What interviews measure when AI is in the room
The evaluation dynamics that change when you tell a candidate to use every tool they have
Swizec Teller published a piece this week about redesigning software engineer interviews for the age of AI. The core of it: give candidates a real business problem, a stubbed-out codebase, API documentation, and credentials. Let them use AI, Google, the interviewer, anything. Then watch how they navigate. His argument is that leetcode measures typing and memorization. His interview measures whether you can ship, and shipping now involves AI.
He’s right about the mechanics. The interview he describes is closer to the actual job than anything involving a whiteboard and a binary tree. But there are dynamics underneath the design that are worth examining, because they determine who the interview rewards and who it quietly filters out, and those dynamics have changed in ways most hiring teams haven’t processed.
Fractal knowledge is the right signal.

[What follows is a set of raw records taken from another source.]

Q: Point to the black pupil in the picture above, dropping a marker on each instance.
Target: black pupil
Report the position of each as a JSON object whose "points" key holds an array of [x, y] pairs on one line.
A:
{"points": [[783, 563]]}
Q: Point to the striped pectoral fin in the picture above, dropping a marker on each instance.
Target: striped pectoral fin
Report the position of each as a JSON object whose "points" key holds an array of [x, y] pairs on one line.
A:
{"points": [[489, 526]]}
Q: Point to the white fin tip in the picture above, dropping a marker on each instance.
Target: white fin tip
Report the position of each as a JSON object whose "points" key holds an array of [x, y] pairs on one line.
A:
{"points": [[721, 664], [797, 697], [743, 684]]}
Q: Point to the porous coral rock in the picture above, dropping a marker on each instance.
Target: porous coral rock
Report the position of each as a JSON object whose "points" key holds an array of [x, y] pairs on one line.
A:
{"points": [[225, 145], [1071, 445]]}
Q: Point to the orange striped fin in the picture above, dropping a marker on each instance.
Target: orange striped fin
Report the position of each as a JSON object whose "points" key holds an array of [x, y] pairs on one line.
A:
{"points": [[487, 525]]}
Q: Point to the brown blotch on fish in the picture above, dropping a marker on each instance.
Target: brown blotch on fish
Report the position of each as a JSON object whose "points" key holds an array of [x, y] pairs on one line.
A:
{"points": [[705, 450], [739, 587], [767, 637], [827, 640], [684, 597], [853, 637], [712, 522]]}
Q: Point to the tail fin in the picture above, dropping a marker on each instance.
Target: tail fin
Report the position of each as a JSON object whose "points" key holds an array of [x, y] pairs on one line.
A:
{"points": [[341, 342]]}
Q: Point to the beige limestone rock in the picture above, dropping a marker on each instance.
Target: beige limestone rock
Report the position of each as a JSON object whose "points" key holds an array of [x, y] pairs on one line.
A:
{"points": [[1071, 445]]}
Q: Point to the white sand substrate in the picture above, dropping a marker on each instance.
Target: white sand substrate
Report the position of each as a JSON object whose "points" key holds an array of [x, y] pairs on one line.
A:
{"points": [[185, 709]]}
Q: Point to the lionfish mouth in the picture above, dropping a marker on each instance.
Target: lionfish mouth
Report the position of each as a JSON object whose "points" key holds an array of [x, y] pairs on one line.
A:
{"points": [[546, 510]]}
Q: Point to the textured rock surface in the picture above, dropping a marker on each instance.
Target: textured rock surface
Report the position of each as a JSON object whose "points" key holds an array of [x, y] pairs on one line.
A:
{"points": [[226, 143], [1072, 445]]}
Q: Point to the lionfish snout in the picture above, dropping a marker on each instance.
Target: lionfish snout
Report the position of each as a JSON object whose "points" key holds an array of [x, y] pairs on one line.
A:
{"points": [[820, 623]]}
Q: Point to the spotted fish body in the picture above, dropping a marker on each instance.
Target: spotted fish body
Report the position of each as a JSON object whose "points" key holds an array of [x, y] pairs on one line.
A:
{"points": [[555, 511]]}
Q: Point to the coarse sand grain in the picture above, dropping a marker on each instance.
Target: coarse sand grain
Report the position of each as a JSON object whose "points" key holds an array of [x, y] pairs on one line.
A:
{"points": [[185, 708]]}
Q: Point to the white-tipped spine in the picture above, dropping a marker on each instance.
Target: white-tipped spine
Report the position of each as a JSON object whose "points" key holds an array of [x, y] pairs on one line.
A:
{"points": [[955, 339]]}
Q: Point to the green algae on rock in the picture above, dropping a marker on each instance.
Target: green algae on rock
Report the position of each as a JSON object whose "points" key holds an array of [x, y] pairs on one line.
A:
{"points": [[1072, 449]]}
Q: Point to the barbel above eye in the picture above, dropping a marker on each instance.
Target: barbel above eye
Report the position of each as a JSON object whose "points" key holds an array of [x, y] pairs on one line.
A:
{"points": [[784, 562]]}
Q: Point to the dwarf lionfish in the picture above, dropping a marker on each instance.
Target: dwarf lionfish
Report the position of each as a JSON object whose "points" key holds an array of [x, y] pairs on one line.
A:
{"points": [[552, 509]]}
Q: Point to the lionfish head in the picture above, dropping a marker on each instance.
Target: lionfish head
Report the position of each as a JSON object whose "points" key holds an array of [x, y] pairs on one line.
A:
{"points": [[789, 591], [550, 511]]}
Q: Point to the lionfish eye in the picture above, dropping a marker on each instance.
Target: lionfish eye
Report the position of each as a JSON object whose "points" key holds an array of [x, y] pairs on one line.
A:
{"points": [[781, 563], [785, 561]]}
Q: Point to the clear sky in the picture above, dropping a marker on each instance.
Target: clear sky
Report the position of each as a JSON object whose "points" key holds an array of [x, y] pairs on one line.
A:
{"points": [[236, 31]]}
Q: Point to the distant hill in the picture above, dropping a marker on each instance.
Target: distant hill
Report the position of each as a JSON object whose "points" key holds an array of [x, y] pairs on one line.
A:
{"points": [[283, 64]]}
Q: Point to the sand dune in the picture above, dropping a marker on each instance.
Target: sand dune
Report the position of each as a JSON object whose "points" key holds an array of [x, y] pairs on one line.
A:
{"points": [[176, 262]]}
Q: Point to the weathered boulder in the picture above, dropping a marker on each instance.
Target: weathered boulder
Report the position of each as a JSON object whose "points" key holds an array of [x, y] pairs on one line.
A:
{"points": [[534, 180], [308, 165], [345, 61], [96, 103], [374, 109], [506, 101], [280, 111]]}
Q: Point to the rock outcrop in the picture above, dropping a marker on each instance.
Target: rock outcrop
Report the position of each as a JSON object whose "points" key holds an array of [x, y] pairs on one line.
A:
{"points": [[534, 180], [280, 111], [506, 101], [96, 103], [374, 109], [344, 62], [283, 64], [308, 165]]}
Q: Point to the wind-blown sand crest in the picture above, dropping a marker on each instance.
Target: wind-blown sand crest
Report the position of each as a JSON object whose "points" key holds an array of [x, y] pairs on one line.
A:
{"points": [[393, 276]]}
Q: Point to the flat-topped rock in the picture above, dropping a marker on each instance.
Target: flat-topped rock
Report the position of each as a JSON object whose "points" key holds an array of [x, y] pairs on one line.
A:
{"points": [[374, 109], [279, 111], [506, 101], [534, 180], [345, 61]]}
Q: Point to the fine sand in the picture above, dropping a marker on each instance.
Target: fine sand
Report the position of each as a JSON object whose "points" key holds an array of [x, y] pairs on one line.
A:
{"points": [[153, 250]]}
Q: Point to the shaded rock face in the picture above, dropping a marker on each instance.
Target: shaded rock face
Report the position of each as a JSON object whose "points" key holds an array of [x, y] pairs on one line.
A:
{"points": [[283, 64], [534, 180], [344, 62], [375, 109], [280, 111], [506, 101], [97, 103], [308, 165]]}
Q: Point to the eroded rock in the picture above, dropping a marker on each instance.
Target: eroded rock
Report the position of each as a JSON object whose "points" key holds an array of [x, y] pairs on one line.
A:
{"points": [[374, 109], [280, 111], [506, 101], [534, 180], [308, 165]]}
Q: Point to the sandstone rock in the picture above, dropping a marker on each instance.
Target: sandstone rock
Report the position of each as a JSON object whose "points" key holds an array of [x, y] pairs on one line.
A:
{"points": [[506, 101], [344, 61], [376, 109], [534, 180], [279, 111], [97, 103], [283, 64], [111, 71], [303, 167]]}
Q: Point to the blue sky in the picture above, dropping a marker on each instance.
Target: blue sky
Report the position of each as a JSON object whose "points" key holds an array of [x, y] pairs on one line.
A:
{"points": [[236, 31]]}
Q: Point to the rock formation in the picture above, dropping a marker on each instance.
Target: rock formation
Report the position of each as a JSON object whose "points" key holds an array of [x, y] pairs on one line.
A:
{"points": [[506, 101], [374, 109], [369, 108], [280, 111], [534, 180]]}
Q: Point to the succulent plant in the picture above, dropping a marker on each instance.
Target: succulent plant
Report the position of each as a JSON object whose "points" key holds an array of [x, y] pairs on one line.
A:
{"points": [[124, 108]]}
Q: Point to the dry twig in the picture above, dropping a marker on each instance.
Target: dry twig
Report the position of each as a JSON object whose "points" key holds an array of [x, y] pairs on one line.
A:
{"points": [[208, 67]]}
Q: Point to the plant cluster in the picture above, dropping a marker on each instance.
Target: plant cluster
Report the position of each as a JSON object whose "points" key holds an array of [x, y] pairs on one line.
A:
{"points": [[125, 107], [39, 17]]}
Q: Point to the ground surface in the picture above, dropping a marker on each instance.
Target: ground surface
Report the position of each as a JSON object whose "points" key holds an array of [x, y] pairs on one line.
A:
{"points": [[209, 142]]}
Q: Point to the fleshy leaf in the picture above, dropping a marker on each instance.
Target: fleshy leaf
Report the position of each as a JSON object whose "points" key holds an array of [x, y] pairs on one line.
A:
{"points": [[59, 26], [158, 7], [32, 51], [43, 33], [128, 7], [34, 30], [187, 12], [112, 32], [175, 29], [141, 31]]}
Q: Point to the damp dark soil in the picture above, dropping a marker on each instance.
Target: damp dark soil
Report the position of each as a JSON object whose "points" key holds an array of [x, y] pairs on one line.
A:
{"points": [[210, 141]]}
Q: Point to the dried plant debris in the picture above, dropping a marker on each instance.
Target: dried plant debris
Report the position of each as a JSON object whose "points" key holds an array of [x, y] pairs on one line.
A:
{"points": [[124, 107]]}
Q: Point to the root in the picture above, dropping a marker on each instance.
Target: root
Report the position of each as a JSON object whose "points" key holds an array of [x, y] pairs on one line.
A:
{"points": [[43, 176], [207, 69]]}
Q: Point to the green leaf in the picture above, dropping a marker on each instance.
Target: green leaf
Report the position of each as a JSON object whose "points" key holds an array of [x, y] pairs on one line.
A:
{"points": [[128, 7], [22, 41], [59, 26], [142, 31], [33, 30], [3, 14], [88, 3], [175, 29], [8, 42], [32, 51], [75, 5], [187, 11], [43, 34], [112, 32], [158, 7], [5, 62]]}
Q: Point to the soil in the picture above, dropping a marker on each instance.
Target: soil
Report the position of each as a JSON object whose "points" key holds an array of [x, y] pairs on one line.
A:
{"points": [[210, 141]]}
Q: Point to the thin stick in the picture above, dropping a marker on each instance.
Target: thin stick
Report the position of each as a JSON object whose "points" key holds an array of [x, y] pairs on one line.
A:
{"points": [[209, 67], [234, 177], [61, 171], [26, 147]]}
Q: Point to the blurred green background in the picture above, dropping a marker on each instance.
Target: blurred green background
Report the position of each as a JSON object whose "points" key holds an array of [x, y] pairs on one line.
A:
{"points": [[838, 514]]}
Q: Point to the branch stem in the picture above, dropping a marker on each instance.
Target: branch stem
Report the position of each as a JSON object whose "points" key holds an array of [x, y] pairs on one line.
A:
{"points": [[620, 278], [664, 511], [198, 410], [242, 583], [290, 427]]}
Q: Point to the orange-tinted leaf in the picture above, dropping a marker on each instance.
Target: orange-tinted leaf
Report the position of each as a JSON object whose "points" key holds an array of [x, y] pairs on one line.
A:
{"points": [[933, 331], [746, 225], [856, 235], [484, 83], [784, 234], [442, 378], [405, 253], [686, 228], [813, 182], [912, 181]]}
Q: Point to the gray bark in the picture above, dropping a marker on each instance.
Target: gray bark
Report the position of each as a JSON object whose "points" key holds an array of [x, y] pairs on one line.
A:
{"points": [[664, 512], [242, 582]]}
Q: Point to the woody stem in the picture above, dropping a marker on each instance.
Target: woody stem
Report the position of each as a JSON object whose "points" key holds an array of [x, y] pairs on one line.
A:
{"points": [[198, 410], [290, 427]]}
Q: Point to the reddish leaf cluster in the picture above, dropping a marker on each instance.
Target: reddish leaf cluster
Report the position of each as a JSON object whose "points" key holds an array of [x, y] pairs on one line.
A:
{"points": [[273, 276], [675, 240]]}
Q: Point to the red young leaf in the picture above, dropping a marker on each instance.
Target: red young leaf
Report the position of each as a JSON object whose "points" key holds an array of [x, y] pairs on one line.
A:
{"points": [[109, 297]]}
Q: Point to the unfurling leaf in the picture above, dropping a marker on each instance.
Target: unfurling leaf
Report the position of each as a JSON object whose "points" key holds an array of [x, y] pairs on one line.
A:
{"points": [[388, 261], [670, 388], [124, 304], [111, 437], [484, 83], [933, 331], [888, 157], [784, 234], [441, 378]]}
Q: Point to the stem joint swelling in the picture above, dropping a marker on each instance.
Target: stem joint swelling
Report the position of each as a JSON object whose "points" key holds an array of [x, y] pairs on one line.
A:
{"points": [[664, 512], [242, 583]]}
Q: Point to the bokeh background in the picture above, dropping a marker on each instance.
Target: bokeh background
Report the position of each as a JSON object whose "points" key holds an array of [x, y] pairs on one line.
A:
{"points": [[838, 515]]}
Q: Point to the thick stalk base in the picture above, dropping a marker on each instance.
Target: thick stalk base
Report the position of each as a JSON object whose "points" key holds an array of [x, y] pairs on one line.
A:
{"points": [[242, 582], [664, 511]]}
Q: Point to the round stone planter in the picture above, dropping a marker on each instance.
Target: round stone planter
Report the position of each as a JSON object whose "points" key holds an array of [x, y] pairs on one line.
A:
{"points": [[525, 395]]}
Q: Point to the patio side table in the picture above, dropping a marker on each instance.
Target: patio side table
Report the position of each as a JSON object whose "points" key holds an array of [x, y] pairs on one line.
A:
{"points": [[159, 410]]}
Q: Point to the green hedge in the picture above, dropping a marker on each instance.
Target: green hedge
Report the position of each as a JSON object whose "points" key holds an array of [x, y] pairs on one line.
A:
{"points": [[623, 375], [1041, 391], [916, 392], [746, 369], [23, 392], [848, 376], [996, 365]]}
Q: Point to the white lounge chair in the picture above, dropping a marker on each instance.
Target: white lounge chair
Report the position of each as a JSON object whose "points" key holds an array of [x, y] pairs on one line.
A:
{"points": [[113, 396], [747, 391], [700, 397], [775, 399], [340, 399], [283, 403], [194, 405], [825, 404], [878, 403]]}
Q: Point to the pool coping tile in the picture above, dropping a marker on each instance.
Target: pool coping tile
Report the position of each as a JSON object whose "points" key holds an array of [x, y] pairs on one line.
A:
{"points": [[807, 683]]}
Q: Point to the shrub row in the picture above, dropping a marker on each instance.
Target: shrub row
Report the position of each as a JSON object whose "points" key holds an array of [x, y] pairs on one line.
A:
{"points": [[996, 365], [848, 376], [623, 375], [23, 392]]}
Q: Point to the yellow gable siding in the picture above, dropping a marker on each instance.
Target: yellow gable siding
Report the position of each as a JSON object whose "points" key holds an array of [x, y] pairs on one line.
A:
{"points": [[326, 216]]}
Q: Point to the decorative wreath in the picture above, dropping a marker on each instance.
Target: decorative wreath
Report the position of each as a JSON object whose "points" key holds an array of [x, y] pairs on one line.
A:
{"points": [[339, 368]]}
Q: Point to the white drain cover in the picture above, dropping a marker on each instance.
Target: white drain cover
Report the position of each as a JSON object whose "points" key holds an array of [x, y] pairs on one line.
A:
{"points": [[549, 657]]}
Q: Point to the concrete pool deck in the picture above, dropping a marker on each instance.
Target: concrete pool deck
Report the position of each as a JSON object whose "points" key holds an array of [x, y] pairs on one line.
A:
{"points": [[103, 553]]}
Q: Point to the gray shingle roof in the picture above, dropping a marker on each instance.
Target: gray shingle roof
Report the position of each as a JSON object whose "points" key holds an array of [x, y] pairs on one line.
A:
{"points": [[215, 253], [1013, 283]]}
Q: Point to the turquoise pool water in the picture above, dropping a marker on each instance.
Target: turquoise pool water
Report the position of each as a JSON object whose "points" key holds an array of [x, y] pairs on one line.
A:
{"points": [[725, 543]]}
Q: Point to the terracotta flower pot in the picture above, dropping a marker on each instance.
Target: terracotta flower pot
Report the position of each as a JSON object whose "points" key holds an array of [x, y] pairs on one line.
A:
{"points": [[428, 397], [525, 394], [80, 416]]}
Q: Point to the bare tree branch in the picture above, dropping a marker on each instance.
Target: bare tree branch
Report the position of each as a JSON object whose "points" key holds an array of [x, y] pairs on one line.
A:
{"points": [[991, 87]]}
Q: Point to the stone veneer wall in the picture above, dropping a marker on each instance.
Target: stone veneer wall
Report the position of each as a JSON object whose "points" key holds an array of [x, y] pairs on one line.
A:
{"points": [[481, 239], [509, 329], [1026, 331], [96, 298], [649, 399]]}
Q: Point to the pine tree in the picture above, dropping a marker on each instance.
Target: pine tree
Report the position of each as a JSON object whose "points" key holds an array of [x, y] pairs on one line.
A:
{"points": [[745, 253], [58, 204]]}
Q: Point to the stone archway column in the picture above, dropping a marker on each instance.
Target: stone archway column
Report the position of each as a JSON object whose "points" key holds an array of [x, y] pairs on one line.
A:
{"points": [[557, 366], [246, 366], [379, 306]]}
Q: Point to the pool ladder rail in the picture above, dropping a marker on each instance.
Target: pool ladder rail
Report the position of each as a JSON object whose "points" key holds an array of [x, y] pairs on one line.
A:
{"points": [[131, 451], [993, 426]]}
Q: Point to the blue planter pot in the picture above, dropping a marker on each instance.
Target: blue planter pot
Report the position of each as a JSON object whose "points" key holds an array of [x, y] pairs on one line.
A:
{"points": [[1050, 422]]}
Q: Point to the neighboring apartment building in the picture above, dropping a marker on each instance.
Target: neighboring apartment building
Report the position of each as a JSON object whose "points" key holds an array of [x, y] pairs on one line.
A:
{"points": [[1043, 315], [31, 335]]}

Most interviews can’t detect it.
The best concept in Swizec’s piece is what he calls “fractal knowledge”: the idea that real experience reveals itself in layers. The more you’ve worked on something, the more detail you can surface. Ask about the foobinator, and a person who built it can tell you how it talked to the bazingulation, what happened when it failed, how they found out, what they learned. Every answer opens five more layers. Someone who managed or read about the system can talk around it but never quite into it.
This is the right signal for competence, and it maps to something specific in the research. Psychologists call it the illusion of explanatory depth: we think we understand things because they’re familiar, but when we try to explain them in detail, the edges of our understanding become visible. Swizec is using this as a detection tool, and it’s a good one.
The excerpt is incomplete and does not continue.